In short, there are so many ways that the US economy is lagging behind today (innovation, education, systemic risk analysis), and if we are not careful, we are going to fall further behind. Today, we are locked into a simplistic debate about the efficiency of the private market and the inefficiency of state “meddling” in the economy. First, there is no clear argument that private ownership is better.
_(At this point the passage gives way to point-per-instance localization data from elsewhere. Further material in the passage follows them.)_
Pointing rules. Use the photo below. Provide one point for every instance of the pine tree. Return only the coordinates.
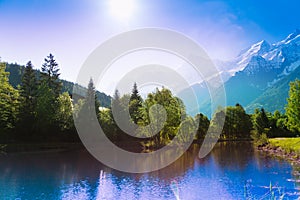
(50, 74)
(28, 98)
(135, 104)
(293, 107)
(9, 101)
(92, 98)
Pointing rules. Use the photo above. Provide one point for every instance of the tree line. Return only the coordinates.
(38, 111)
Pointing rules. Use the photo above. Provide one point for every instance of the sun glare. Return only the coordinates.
(122, 9)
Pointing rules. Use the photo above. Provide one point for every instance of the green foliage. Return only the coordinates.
(237, 122)
(203, 125)
(260, 121)
(135, 104)
(50, 74)
(287, 144)
(187, 130)
(9, 102)
(28, 99)
(16, 73)
(64, 112)
(174, 109)
(45, 109)
(259, 138)
(293, 107)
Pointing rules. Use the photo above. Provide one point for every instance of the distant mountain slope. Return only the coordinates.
(274, 98)
(15, 77)
(261, 77)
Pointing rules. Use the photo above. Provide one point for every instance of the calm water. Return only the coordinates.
(230, 171)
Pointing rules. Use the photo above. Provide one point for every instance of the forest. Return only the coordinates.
(38, 111)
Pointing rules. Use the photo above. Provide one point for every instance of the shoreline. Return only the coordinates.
(24, 148)
(280, 153)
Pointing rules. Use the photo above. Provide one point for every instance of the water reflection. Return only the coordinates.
(230, 171)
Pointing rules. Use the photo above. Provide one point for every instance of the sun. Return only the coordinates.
(122, 9)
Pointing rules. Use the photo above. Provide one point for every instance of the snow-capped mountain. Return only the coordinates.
(258, 70)
(263, 56)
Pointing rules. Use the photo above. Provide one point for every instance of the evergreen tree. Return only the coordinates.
(261, 122)
(46, 109)
(203, 125)
(92, 98)
(135, 104)
(50, 74)
(28, 98)
(293, 107)
(64, 115)
(9, 101)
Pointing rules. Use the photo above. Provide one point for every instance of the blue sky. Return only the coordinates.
(72, 29)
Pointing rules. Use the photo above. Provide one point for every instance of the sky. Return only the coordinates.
(72, 29)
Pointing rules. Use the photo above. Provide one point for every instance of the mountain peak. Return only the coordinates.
(291, 36)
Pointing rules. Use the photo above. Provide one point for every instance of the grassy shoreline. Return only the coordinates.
(286, 148)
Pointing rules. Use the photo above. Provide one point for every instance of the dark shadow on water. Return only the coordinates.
(227, 172)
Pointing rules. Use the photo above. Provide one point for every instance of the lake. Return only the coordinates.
(230, 171)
General Motors and Chrysler have been every bit as lethargic and inward looking as the worst caricature of the classic State-Owned organization might be; yet PetroChina is by almost every statistic the most efficient oil company in the world. But innovation is better in the private economy you might say; perhaps in some cases. But China is killing us in the development of clean tech right now. Why? Because the state has deemed it important, and it invests in it. The best we can do is tax credits to stimulate private sector development. The bottom line is that we need to get out of our simplistic mindset of a laissez-fair market economy. And we need to wake up and learn from the careful way in which the Chinese economy is being planned.